Last week I’d stopped short of describing Fianna Fáil, Fine Gael and Labour as economic illiterates, but I’m beginning to think even that would have been overly generous now.
The front end of the multi-media happening that is the election campaign is currently dominated by rows over 2, 3 and 5-way debates (depending on who is invited and who turns up). Having watched the first (and given that, as a genre it doesn’t tend to get any better), it looks like they are simply going to be more set-piece rehearsals of pre-prepared responses. So the three larger parties are largely skirmishing across terrain that has been mapped out by the media (who then provide the mother and apple pie for the designated ‘winner’).

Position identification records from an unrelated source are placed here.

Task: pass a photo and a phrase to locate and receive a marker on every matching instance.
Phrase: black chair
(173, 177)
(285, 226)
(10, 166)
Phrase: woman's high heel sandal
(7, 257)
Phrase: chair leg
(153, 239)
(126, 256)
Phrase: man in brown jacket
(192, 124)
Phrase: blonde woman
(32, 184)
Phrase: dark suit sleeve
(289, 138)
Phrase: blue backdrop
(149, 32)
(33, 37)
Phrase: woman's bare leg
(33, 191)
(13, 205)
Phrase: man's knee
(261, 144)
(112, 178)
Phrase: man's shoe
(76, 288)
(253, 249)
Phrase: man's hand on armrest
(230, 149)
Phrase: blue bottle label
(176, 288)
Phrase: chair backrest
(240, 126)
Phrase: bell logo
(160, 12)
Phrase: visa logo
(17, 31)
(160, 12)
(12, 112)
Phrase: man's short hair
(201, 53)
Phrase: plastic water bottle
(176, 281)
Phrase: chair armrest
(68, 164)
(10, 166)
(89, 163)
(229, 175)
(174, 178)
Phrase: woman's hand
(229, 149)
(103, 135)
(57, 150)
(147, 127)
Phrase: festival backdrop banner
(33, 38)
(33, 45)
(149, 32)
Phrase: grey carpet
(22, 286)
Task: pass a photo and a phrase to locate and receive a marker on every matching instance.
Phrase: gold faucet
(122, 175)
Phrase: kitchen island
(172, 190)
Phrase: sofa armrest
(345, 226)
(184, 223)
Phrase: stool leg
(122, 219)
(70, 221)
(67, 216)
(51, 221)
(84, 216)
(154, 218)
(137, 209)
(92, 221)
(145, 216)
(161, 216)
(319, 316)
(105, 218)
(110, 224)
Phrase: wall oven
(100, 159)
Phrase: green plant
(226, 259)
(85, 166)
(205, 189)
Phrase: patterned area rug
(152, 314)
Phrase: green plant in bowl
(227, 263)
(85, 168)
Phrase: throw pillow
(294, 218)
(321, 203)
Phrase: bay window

Basically, it’s Strictly Come Prancing for politicos.

If you strip away the media comment and debate, there isn’t really any content emerging in what the parties are saying. The election debates themselves still seem completely at odds with the wider reality that the Central Bank are waving around another 50 billion promisory note for the banks, while Alan Dukes (ex-Fine Gael leader, now chair of Anglo-Irish Bank) would like another 50 billion thrown onto the tab. Chatter on the late night politics shows last night had Gavin Titley suggesting that the head of the IMF is now just assuming the state will default (while I can’t source a link for this – since the first two 50 billion stories are true, this is kind of obvious now).

When you take the lid right off, there appears to be a political establishment that either still don’t grasp the reality here, or don’t want to know about it. And there will probably be an electorate who will feel even more disenfranchised when this becomes clear. It doesn’t look like this story will overshadow the election, but it will darken the next Dáil.